Vertical Axis - Y (((60 * 10000) + (150 * 10000) + (325 * 4000)) / 24000 = 141).

(Thanks @jarnix for setting us straight on the docs math)

So for the faces found by OpenCV in that image we have the center of mass of the picture being 165x141.

Using Focal Points for Cropping

After finding the center of mass we can use it as the focal point for cropping. Given an image of 800x600 and a focal point at 165x141, we need to determine the percentage that needs to be cropped from the top, bottom, left and right sides of the image.

To determine the percentage we use simple math to figure how far from the top and the left side the center of mass is:

From the left - (165 / 800 * 100 = 20.62\%)

From the top - (141 / 600 * 100 = 23.50\%)

Using the same example from the Crop and resize algorithms page, we need to crop 300px out of the height of the image. In possession of the percentages of crop above, we can calculate how much we need to crop out of the top and bottom with:

Top - (300 * 0.235 ~= 70)

Bottom - just subtract top (70px) from the amount of crop (300px) - (300 - 70 = 230)
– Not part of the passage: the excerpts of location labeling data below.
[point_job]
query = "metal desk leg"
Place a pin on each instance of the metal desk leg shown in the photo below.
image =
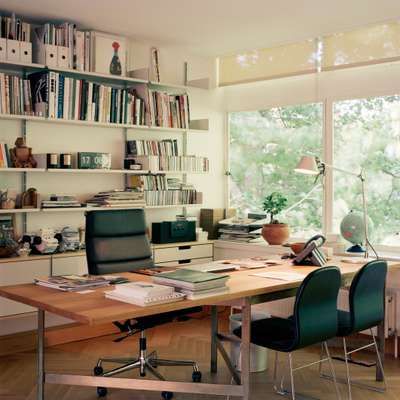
(381, 347)
(40, 356)
(214, 332)
(245, 348)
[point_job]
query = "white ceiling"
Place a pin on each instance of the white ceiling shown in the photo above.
(212, 27)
So, now we now we have to remove 70px out of the top of the picture and 230px out of the bottom of the picture. In an 800x600 picture, that means cropping from (0, 70) to (800, 370), resulting in an 800x300px image.

Assuming we would crop 300px horizontally, the cropping would be:

Left - (300 * 0.2062 ~= 61)

Right - just subtract left (61px) from the amount of crop (300px) - (300 - 61 = 239)
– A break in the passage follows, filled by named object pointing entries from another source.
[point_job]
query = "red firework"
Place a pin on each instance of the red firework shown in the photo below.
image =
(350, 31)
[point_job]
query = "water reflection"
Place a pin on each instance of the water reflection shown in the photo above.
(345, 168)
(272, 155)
In an image of 800x600, that means cropping from (61, 0) to (561, 600), resulting in a 500x600px image. This would not be the case for this image, though.

Feature Detection

If no faces are found in the picture, we still try to find important features in the image, provided by the Good Features to Track Algorithm in OpenCV (http://bit.ly/evAU95).
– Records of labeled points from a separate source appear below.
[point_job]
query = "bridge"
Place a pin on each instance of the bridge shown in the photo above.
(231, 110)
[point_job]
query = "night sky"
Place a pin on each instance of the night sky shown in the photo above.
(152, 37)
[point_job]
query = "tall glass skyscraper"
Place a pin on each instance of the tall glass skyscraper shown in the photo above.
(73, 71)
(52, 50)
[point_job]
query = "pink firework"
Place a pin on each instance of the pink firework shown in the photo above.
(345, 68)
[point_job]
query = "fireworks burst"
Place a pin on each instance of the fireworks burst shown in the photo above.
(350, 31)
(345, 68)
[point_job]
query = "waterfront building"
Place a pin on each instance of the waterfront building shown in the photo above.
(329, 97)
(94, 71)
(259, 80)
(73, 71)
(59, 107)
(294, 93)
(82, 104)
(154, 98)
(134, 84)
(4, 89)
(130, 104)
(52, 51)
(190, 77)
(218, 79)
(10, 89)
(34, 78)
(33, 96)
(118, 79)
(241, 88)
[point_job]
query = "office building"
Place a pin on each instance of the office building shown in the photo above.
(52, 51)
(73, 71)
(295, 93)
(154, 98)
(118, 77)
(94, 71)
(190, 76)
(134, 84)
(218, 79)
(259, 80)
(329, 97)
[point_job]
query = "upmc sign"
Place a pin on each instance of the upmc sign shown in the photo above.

According to OpenCV documentation, this algorithm finds "important" corners in the image. It then returns a list of (x, y) values.

We can see the detection taking place in the following images:

Original imageOriginal image The points identified by the good features algorithmThe points identified by the good features algorithm

The cropping based in these features is analogous to the face one, except that all points have a weight of 1.0 and are already their centers.

Let's consider that we found 3 feature points: 10x15, 30x40, 25x60. To find the center of mass we would do ((10 + 30 + 25) / 3 ~= 22) to find the horizontal component and ((15 + 40 + 60) / 3 ~= 39) for the vertical one. This means that our center of mass in this scenario is 22x39.

Given an image of 800x600 and a center of mass of 22x39, let's find the left and top percentages:

From the left - (22 / 800 * 100 = 2.75\%)

From the top - (93 / 600 * 100 = 6.50\%)

Assuming we are cropping 300px of the height, we'll crop top and bottom according to:

Top - (300 * 0.0275 ~= 9)

Bottom - just subtract top (9px) from the amount of crop (300px) - (300 - 9 = 291)

In an image of 800x600, that means cropping from (0, 9) to (800, 309), resulting in a 800x300px image.

If we were cropping 300px of the width instead, we would crop left and right according to:

Left - (300 * 0.065 ~= 20)

Right - just subtract left (20px) from the amount of crop (300px) - (300 - 20 = 280)

In an image of 800x600, that means cropping from (20, 0) to (520, 600), resulting in a 500x600px image.